Tuesday, 26 March 2013

The Life and Scandalous Times of John Nathan-Turner

The release of the book 'The Life and Scandalous Times of John Nathan-Turner' is apparently going to put into print all the things that have been rumoured and more for everyone to read.  There are always 'behind the scenes stories' that have a voyeuristic appeal old and new.  Fandom is now so large and connected online that gossip spreads faster than ever.  Secrecy is the nature of the programme, mostly keeping spoilers underwraps and maintaining a rosy image of production that doesn't include Christopher Eccleston throwing his script on the floor and call it 'crap'.  I don't know if that's true, like all stories that do the rounds, but who cares?  If it was Aliens of London I don't blame him.

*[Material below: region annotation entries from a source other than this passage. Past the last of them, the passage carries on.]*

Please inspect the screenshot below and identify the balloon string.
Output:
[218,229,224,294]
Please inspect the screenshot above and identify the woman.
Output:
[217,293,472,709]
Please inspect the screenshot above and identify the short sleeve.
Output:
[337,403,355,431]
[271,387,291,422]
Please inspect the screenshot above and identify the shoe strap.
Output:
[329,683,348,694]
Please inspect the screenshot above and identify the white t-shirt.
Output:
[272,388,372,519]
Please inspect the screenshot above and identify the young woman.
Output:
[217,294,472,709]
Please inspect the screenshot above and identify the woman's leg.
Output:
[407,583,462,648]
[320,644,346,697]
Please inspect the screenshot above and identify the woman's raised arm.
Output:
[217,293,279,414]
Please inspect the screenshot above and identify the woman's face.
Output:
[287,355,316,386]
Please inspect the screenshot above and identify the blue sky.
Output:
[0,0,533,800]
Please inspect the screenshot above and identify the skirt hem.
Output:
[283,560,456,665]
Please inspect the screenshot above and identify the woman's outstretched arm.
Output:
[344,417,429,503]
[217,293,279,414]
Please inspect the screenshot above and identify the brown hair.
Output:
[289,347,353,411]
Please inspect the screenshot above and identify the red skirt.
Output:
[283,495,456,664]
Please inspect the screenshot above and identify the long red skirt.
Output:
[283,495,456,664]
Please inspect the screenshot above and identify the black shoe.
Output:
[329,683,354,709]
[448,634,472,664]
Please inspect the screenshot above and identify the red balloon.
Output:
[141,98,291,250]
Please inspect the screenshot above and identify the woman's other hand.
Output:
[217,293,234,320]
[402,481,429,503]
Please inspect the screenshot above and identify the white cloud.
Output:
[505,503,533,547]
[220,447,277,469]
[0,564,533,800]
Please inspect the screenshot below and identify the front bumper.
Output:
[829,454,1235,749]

But Richard Marson's book takes it so much further, into territory rather too uncomfortable given all that has come out about Jimmy Savile in the last year.  Unlike that case, I think many fans will actually be surprised by the content of this book in this book.  I'm somewhat torn between having the supposed truth about someone written, and waiting until they are dead and unable to make any response before publishing it.  According to the Mirror article, Ian Levine has said that the book would “shock many people, things went on that were horrible, corrupt, too awful to discuss”.  If I cast my memory back a number of years to the Outpost Gallifrey forum, I distinctly remember Levine making comments about JNT and Gary Downie picking up young men at conventions, but even then they were both already dead, and it seemed a throwaway comment, kicking someone who couldn't respond, among his usual bile being vented.  Maybe there's a feeling here that it's okay for fans, or certain fans, to know the truth but not for it to be put in print for a mass audience.

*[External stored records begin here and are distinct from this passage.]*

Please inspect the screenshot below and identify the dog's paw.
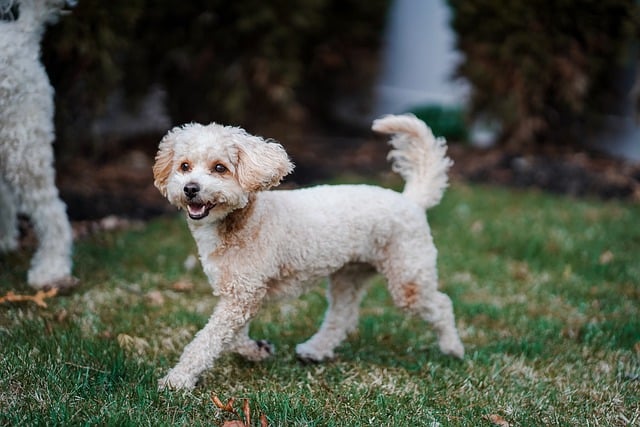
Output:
[158,369,198,391]
[296,343,334,363]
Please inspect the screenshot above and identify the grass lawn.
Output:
[0,183,640,426]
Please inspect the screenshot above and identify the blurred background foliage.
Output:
[449,0,640,146]
[43,0,640,155]
[43,0,389,157]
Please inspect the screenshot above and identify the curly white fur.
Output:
[0,0,74,288]
[153,116,464,389]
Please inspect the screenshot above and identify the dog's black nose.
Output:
[184,182,200,199]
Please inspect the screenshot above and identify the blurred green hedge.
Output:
[449,0,640,146]
[43,0,389,154]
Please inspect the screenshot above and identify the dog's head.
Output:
[153,123,293,220]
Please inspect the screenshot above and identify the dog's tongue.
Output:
[187,203,207,217]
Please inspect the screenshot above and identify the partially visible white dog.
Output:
[0,0,76,288]
[153,115,464,389]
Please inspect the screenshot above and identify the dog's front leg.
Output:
[158,295,262,390]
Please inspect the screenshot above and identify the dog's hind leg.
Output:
[0,178,19,252]
[27,192,75,288]
[296,264,375,362]
[380,237,464,358]
[233,323,275,362]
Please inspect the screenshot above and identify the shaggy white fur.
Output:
[153,115,464,389]
[0,0,76,288]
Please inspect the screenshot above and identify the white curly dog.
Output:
[0,0,76,288]
[153,115,464,389]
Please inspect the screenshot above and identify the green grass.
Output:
[0,184,640,426]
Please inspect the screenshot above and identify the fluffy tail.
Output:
[0,0,76,37]
[372,114,453,209]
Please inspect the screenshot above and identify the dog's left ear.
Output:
[237,135,293,192]
[153,128,178,197]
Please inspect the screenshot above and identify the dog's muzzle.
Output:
[183,182,215,220]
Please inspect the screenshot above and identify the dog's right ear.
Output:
[153,128,178,197]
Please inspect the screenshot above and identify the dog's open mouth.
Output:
[187,202,215,219]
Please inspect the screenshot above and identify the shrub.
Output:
[43,0,388,154]
[449,0,640,148]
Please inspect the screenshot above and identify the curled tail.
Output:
[0,0,76,37]
[372,114,453,209]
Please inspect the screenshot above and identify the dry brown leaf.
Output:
[171,280,193,292]
[600,250,614,265]
[242,399,251,426]
[0,288,58,308]
[144,291,164,307]
[211,393,236,414]
[486,414,510,427]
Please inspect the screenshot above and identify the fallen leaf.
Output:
[211,393,236,414]
[486,414,510,427]
[242,399,251,426]
[171,280,193,292]
[471,220,484,234]
[144,291,164,307]
[0,288,58,308]
[600,250,613,265]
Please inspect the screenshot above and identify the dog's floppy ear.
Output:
[153,128,179,197]
[237,134,293,192]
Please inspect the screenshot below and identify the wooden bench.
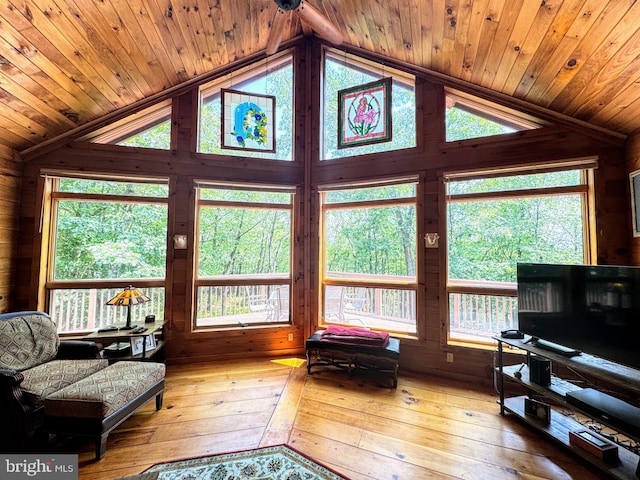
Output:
[44,361,165,460]
[306,330,400,388]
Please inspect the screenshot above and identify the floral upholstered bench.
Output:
[306,325,400,388]
[44,361,165,460]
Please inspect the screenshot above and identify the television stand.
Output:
[530,337,582,357]
[493,336,640,480]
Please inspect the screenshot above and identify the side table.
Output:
[83,320,165,362]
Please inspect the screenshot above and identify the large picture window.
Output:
[197,55,294,161]
[321,50,418,160]
[46,177,168,332]
[445,168,590,342]
[195,185,295,328]
[320,181,417,334]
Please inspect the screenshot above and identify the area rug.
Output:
[122,445,349,480]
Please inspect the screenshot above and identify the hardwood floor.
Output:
[76,359,600,480]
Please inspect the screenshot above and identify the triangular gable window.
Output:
[445,91,545,142]
[81,100,171,150]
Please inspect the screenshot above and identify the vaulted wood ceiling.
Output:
[0,0,640,156]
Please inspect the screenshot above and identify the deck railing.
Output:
[449,293,518,337]
[49,287,164,332]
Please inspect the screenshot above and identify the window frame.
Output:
[194,50,296,162]
[192,181,300,331]
[316,176,422,337]
[441,163,597,347]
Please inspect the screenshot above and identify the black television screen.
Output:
[517,263,640,369]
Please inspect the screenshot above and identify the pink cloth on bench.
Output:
[320,325,389,348]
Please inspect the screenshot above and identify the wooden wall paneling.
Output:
[0,148,23,313]
[15,44,640,381]
[625,132,640,265]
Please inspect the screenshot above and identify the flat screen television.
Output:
[517,263,640,369]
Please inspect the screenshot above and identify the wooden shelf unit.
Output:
[494,336,640,480]
[84,320,165,361]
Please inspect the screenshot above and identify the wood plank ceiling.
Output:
[0,0,640,152]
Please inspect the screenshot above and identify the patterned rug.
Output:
[120,445,349,480]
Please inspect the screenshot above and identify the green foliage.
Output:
[198,62,294,160]
[54,200,167,280]
[198,207,291,277]
[447,171,584,282]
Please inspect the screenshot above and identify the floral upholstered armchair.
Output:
[0,311,108,451]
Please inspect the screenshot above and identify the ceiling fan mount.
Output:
[266,0,343,55]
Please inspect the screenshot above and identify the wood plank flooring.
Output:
[76,359,601,480]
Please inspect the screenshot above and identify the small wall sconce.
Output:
[424,233,440,248]
[173,235,187,250]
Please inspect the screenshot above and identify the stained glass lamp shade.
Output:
[107,285,151,330]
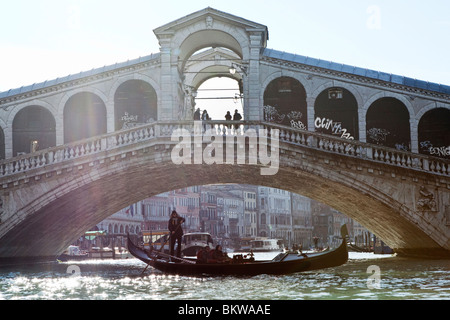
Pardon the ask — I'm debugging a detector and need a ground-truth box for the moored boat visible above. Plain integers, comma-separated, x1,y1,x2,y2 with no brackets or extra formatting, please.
181,232,214,257
128,225,348,276
250,238,282,252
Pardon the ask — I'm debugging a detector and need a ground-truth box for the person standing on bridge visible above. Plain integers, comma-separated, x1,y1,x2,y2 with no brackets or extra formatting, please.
233,109,242,130
169,210,185,258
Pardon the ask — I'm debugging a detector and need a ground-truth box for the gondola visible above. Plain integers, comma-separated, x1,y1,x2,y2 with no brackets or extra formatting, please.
128,225,348,276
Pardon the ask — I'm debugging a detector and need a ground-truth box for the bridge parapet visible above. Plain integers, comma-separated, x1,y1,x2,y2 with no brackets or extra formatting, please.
0,121,450,188
0,121,450,188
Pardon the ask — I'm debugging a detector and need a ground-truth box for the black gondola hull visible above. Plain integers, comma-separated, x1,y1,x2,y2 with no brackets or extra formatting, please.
128,234,348,276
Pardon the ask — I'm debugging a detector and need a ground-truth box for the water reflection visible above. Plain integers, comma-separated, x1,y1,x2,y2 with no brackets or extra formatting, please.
0,253,450,300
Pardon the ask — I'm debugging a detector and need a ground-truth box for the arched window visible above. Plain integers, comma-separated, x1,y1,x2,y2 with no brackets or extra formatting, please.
264,77,308,130
366,97,411,151
418,108,450,159
261,213,266,224
314,87,359,140
13,106,56,156
64,92,106,143
114,80,158,130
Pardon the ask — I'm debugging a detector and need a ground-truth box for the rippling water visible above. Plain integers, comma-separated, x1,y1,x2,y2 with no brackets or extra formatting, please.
0,253,450,300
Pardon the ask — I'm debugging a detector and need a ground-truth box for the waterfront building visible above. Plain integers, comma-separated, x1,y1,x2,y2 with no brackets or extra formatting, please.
140,192,174,231
199,186,221,238
258,187,293,245
289,193,313,249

That' said, the majority of this book sounds like it's fun but frank account of his life and time on the show.  Various comments by contributors are positive on the publishers website, the book hopefully isn't a hatchet job focused on his sex life.  If Andrew Pixley gives it the thumbs up I'm willing to give it a go.  It's distinctly not a book alleging that JNT was a paedophile, although JNT had a preference for young men and appears to have been quite persistent on that, Richard Marson is clear to say that it was more carefree than malicious when saying that JNT's attitude was ‘go with the flow, life is a party ... I’ll try it on and if somebody says yes, that’s up to them’.  His comments on Gary Downie are less ambiguous though, claiming to have been assaulted by him on a set visit.  There are many mentions of young men involved with JNT and Gary Downie being below the age of consent at the time, which technically makes it statutory rape I suppose but they wouldn't have been below the age of consent today it seems.  It's all a bit dubious given how forceful they could be in pursuing young men, although Marson also comments that "Although I did meet some people who felt that their treatment at the hands of John and Gary was inappropriate - it would not be true to say that I've found anyone willing to testify to coercion or abuse."  Though this seems a bit hard to reconcile completely with his own account of being pursued by Gary Downie, or the fact that they did appear to take advantage of their popular position on the programme to have sex with fans.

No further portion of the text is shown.